Later in May, Activision spoke more about the new game. During a quarterly earnings conference, the company again confirmed that the new game would "deliver the kind of breakthrough this franchise needs". At the same time, Activision confirmed that the new game would not be released in 2008, but was scheduled to be out before their 2010 fiscal year ends. This would put the window of release between April 1, 2009 and March 31, 2010.

On December 3, Activision revealed a new motion sensing balance board peripheral that players would "put down the controller, step on the board, and feel the sensation of going big, shift the weight to turn and balance grinds, kick back on the tail of the board to ollie, and lean into airs to pull off huge spins". The title was revealed to be Tony Hawk: Ride in May 2009. The soundtrack is also confirmed, including The Fold with their track "Neverender" and Green Day's "Murder City".

The Tony Hawk: Ride game board was designed and engineered by Product council, the Chicago-based design and innovation firm.

==Reception==

Tony Hawk: Ride received negative reviews from critics. The Metacritic average score of 46, 44, and 47 for the Xbox 360, PlayStation 3, and Wii versions respectively indicates "generally unfavorable reviews". GameTrailers gave Tony Hawk: Ride a score 4.6 and named it Most Disappointing Game of 2009, while IGN gave the game a 5.0. Both G4TV and Giant Bomb rated it 1/5. GameSpot gave it a 3.5/10, with the only positive emblem the game received being that the peripheral was "sturdy".

GamesRadar gave the game 4/10. They also named it the worst game of the year, using its skateboard peripheral as the trophy for the "Anti-Awards" feature. Game Informer gave it a 5.75, remarking that "as a skateboarder and as a gamer, Tony Hawk: Ride is a curious idea but a letdown in practice. The huge level of frustration is not worth the time it takes to master the awkward gameplay idiosyncrasies".

Aggregate score
| Aggregator | Score |
|---|---|
| Metacritic | X360: 46/100 PS3: 44/100 Wii: 47/100 |

Review scores
| Publication | Score |
|---|---|
| Destructoid | 2/10 |
| Eurogamer | 4/10 |
| GameRevolution | 2/10 |
| GamesRadar+ | 2/5 |
| Giant Bomb | 1/5 |
| IGN | 5/10 |
| Nintendo World Report | 4.5/10 |
| The Guardian | 3/5 |
| VideoGamer.com | 4/10 |

===Sales===
In the first month of its U.S. release, Tony Hawk: Ride sold 114,000 copies.

==Sequel==

Tony Hawk revealed that a sequel to Tony Hawk: Ride was already planned prior to the first game's release in November. Snowboarding and surfing were mentioned as possible priorities. He confirmed that he was working with Robomodo on the sequel in January 2010.

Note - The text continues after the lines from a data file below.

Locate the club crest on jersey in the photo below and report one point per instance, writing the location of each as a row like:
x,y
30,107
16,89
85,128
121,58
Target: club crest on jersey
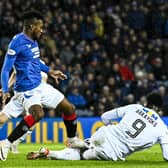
x,y
36,52
150,113
11,52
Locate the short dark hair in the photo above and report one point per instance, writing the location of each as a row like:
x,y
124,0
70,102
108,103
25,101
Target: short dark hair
x,y
154,99
29,17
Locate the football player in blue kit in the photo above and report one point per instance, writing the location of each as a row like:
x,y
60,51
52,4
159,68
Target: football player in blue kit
x,y
31,94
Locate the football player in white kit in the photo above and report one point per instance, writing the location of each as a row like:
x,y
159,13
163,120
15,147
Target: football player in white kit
x,y
140,127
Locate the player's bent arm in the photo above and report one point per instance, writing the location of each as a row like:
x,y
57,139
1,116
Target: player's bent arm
x,y
108,116
7,66
165,151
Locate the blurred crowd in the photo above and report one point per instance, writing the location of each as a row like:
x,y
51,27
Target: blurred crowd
x,y
114,52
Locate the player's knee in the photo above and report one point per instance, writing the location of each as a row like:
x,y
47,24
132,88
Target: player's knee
x,y
70,110
37,112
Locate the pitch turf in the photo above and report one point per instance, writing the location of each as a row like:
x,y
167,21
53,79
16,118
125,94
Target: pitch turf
x,y
145,159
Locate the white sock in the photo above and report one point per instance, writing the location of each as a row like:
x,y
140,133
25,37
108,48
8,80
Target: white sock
x,y
65,154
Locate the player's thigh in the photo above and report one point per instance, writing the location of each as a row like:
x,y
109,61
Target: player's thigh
x,y
13,108
51,97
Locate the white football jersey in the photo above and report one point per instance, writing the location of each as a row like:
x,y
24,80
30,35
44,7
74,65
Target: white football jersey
x,y
139,128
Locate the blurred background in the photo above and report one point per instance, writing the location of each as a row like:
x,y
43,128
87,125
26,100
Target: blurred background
x,y
114,52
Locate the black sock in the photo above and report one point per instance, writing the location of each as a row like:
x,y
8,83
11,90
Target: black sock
x,y
71,127
20,129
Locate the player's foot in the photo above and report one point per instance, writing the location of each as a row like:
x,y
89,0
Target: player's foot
x,y
75,143
14,148
42,153
4,149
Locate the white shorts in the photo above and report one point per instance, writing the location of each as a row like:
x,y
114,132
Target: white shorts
x,y
44,95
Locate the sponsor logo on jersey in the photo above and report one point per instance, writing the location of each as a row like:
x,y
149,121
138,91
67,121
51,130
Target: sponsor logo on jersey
x,y
11,52
27,96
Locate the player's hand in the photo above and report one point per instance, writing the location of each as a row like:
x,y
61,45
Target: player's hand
x,y
5,97
56,74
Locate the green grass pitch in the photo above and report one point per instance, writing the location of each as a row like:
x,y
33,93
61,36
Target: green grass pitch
x,y
151,158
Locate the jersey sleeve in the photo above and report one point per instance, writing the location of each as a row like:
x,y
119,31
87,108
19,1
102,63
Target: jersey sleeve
x,y
44,67
10,58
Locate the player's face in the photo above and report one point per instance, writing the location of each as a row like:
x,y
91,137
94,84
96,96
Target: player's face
x,y
37,29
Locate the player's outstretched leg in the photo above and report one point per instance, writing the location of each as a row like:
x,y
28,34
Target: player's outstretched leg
x,y
4,149
65,154
41,154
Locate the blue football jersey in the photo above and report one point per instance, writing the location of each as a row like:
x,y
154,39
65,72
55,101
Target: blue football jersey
x,y
23,55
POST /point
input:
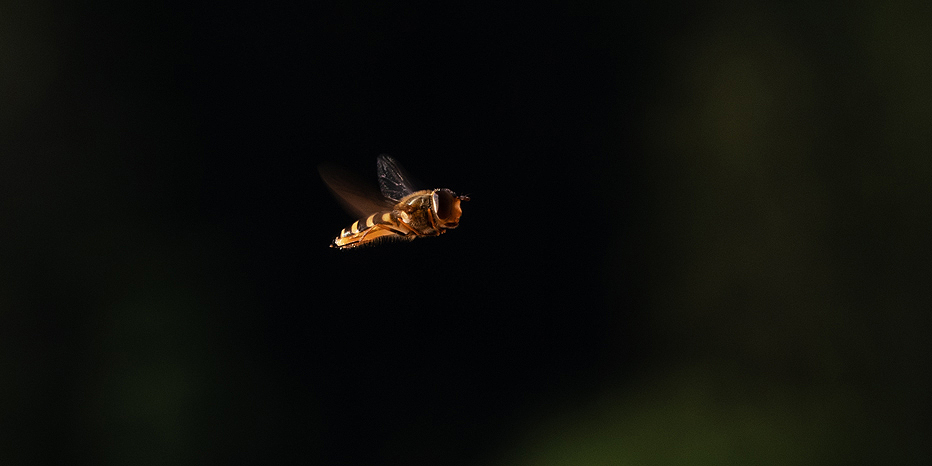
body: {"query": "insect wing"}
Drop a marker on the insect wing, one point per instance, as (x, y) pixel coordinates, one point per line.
(355, 196)
(393, 180)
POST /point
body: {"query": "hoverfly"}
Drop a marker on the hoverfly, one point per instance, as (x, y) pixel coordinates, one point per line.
(400, 213)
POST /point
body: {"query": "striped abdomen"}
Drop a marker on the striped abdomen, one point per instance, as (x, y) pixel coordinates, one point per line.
(381, 225)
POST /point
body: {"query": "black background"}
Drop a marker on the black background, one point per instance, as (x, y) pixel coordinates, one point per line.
(696, 234)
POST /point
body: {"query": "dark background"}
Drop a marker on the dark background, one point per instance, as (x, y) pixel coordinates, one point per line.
(697, 235)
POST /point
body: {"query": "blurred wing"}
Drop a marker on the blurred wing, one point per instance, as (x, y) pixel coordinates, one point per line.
(393, 180)
(355, 196)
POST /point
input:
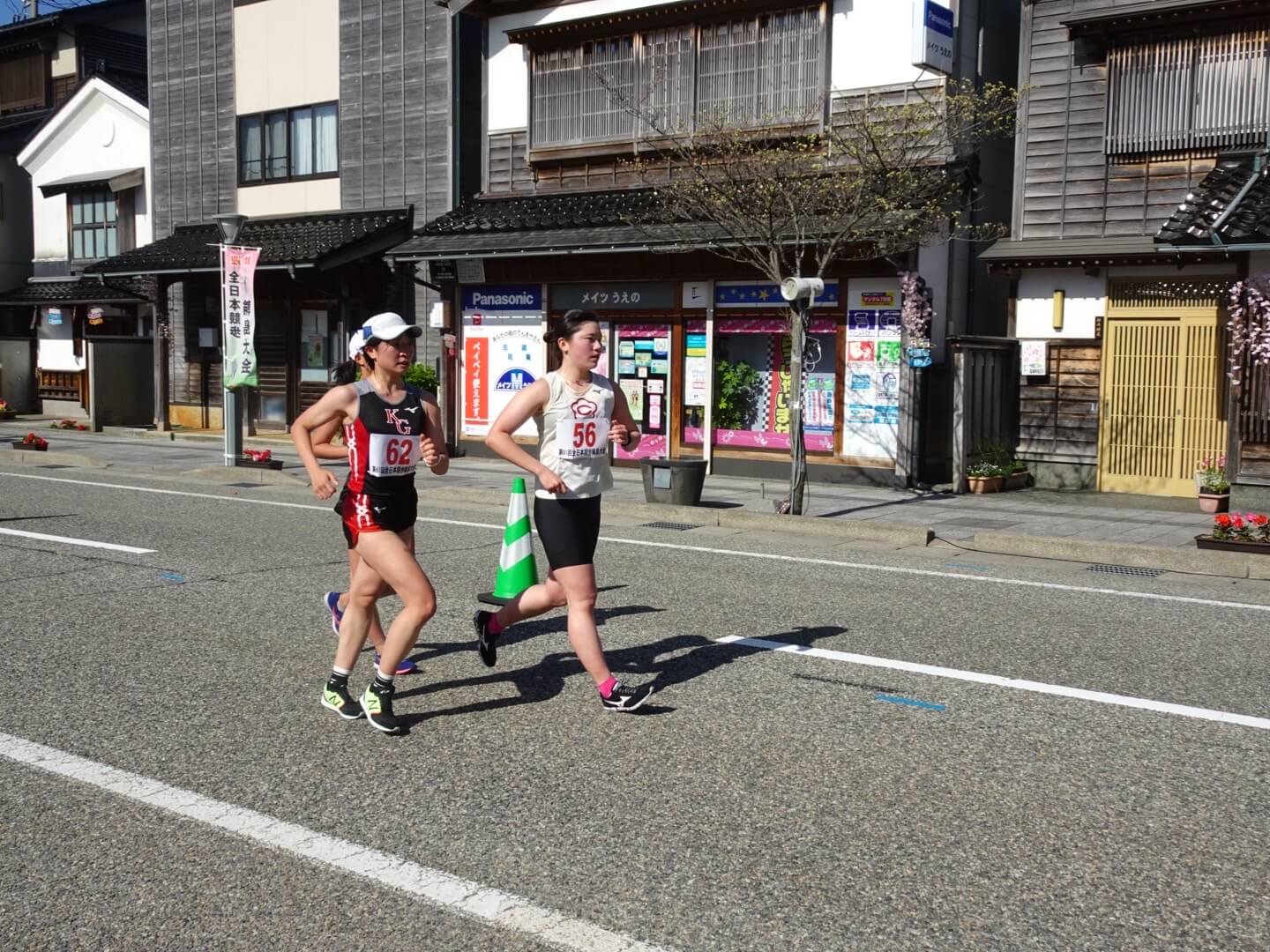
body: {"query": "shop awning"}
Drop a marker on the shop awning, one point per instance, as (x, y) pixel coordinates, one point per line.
(74, 291)
(116, 181)
(323, 242)
(1157, 14)
(591, 222)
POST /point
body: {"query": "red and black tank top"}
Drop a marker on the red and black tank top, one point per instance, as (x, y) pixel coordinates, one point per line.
(384, 442)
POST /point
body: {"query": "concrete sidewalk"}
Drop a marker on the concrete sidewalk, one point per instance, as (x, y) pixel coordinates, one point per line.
(1125, 530)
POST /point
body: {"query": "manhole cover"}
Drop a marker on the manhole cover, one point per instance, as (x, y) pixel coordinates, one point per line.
(1127, 570)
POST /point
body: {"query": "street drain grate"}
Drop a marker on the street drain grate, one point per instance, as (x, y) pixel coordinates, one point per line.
(1127, 570)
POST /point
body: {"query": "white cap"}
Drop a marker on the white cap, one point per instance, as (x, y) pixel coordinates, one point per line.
(355, 344)
(387, 326)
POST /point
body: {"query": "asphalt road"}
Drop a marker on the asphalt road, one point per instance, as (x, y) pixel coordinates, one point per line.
(767, 800)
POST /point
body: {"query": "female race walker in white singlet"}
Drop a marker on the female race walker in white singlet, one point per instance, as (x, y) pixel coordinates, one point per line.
(392, 428)
(578, 413)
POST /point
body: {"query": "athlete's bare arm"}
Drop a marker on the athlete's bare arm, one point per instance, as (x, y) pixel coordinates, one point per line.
(324, 441)
(624, 430)
(337, 404)
(524, 405)
(432, 447)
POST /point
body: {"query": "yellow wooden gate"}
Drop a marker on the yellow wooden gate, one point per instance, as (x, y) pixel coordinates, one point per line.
(1162, 395)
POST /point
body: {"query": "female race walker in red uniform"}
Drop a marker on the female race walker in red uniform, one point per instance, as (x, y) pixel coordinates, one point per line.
(394, 426)
(325, 449)
(578, 413)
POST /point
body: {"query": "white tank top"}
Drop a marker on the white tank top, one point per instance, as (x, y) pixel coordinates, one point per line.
(573, 437)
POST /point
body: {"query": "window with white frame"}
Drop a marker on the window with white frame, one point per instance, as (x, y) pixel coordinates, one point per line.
(94, 225)
(764, 69)
(285, 145)
(1189, 93)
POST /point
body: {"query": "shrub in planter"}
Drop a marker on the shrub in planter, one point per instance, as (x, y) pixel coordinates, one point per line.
(986, 478)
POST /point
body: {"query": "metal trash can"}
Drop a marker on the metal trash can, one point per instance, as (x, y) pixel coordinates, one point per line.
(673, 481)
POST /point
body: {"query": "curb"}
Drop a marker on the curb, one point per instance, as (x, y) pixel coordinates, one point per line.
(48, 458)
(244, 473)
(900, 536)
(1223, 564)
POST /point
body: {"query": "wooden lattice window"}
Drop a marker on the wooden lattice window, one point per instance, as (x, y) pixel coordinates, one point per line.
(23, 83)
(1191, 93)
(762, 69)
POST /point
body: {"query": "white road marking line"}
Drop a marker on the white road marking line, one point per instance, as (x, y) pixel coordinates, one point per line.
(741, 554)
(997, 681)
(441, 889)
(70, 541)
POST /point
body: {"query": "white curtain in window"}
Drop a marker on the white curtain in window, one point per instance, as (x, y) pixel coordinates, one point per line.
(251, 153)
(325, 138)
(303, 141)
(277, 152)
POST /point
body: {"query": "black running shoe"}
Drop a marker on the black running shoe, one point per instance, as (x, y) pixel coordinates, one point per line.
(340, 701)
(624, 698)
(378, 710)
(485, 639)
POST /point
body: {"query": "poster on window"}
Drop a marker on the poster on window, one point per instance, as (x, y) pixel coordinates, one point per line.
(238, 288)
(502, 353)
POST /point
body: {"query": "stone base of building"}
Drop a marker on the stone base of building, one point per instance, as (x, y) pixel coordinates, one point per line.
(1067, 476)
(1250, 499)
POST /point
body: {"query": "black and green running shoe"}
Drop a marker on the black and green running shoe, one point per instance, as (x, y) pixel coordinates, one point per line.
(338, 700)
(377, 706)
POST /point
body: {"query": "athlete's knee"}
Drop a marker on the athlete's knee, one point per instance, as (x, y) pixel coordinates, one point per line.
(557, 594)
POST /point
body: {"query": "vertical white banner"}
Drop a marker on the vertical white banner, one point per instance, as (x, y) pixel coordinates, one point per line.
(238, 290)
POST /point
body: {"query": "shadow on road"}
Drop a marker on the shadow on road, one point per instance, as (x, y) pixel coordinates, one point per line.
(671, 661)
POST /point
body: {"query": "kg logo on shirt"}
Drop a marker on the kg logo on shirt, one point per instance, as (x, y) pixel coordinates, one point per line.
(403, 427)
(585, 407)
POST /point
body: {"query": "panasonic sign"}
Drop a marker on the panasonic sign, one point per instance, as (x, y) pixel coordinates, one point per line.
(503, 297)
(932, 36)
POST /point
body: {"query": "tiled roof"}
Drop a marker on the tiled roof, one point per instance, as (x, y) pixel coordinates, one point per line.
(1238, 188)
(551, 224)
(324, 239)
(74, 291)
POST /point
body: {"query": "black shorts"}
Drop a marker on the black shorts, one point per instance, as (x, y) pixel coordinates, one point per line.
(568, 530)
(362, 513)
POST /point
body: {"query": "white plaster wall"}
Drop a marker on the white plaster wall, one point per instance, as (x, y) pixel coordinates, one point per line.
(64, 56)
(286, 52)
(871, 43)
(290, 198)
(1085, 296)
(94, 132)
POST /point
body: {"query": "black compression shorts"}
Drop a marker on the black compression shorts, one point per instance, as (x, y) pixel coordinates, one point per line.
(568, 530)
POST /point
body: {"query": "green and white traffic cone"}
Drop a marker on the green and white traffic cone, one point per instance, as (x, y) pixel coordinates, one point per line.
(517, 570)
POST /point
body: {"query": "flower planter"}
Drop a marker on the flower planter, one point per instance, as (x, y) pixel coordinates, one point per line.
(1214, 502)
(258, 464)
(1231, 545)
(986, 484)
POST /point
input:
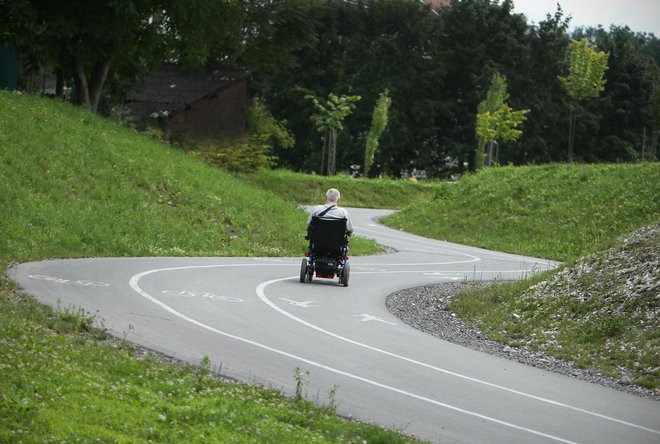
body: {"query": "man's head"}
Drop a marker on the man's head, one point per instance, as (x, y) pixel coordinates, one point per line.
(332, 195)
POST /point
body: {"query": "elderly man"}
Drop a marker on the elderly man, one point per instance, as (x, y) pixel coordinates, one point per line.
(330, 209)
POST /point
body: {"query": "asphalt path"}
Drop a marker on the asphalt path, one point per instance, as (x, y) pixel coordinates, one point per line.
(257, 323)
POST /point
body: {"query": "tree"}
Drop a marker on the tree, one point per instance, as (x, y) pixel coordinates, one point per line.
(495, 97)
(655, 107)
(378, 124)
(585, 80)
(328, 120)
(501, 124)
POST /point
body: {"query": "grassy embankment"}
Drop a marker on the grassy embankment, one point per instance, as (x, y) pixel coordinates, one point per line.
(600, 316)
(75, 185)
(306, 189)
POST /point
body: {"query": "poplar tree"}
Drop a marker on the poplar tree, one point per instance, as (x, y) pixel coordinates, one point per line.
(586, 69)
(328, 119)
(378, 123)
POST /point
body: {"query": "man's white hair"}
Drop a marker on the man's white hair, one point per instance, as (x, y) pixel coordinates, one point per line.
(332, 195)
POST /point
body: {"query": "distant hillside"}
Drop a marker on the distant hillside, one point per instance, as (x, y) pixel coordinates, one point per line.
(552, 211)
(308, 189)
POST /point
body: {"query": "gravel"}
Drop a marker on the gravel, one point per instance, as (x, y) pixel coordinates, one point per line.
(425, 308)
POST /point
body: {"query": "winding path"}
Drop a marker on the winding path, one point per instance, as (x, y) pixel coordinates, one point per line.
(257, 323)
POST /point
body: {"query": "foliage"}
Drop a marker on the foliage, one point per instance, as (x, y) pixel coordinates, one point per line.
(438, 68)
(502, 124)
(76, 185)
(584, 81)
(262, 123)
(495, 119)
(554, 211)
(586, 68)
(328, 119)
(378, 125)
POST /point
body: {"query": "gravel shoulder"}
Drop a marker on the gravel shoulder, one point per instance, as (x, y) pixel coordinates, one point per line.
(425, 308)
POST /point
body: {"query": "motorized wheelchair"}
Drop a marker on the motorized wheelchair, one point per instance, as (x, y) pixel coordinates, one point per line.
(327, 255)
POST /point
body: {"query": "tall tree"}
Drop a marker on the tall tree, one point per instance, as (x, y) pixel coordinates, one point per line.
(329, 118)
(378, 124)
(495, 97)
(586, 69)
(502, 124)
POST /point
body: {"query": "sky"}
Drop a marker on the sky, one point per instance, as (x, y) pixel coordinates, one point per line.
(638, 15)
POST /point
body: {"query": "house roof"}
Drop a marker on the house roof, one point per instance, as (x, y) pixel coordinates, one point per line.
(172, 87)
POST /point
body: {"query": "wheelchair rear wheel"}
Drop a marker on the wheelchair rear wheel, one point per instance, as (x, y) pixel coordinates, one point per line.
(345, 274)
(303, 270)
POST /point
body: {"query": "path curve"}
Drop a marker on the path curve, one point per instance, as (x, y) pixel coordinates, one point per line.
(256, 322)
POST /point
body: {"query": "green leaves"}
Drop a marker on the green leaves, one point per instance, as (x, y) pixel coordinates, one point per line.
(496, 119)
(501, 124)
(331, 113)
(586, 70)
(378, 124)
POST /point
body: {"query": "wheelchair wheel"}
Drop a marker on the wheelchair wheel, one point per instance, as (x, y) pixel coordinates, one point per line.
(303, 270)
(345, 274)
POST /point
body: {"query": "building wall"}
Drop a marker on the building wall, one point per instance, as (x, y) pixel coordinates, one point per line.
(220, 116)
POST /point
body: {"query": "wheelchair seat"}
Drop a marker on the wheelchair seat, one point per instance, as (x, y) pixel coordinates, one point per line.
(328, 247)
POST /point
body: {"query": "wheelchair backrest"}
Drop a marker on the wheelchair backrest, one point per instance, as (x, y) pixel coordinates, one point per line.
(327, 234)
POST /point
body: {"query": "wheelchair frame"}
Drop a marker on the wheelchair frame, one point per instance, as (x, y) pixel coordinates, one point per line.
(327, 255)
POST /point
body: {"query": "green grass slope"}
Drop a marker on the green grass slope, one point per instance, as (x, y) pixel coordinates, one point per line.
(73, 185)
(306, 189)
(554, 211)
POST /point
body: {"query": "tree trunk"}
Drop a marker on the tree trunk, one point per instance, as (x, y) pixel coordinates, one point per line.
(332, 162)
(325, 145)
(90, 90)
(59, 86)
(571, 134)
(479, 156)
(643, 144)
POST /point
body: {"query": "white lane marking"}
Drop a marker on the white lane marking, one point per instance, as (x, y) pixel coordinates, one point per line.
(457, 248)
(262, 295)
(366, 318)
(305, 304)
(201, 294)
(133, 282)
(69, 281)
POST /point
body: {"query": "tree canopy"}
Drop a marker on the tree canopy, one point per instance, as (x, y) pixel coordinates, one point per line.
(437, 68)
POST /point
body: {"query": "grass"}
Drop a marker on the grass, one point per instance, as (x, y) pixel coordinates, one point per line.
(559, 212)
(569, 213)
(308, 189)
(76, 185)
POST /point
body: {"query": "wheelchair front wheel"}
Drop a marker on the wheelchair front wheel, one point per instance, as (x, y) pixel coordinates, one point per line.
(304, 269)
(345, 274)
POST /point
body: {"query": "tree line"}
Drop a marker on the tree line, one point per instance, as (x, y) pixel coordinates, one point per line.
(437, 68)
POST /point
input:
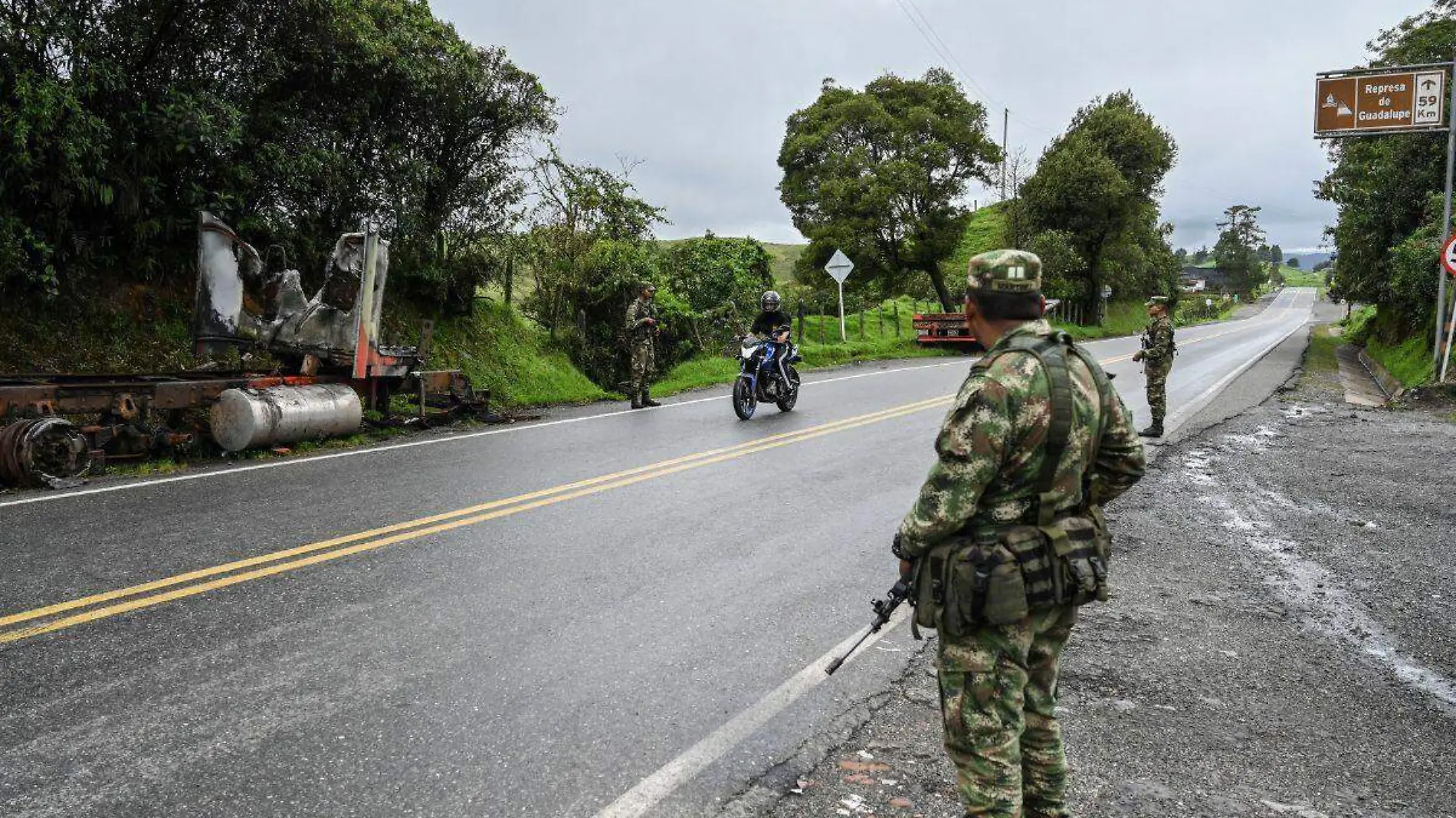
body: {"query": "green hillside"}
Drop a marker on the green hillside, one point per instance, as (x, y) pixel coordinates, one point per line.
(784, 260)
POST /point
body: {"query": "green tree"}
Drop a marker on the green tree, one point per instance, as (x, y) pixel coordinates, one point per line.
(1238, 249)
(123, 119)
(1061, 263)
(881, 174)
(1100, 182)
(1389, 226)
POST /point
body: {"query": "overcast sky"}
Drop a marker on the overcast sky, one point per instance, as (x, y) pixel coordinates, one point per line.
(699, 89)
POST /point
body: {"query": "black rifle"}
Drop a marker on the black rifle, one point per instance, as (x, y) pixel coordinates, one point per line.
(903, 590)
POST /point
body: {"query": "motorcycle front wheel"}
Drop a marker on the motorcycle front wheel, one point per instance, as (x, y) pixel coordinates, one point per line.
(788, 401)
(743, 399)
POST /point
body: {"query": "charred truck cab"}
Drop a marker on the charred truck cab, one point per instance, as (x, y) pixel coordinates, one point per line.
(333, 367)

Activision Publishing's CEO, Mike Griffith, said that "it took longer to optimize the hardware, leaving less time to optimize the software", when asked about the development of the original game. A new title, Tony Hawk: Shred, was released in October 2010. It also used the Ride peripheral, but a new design was featured on top of the board.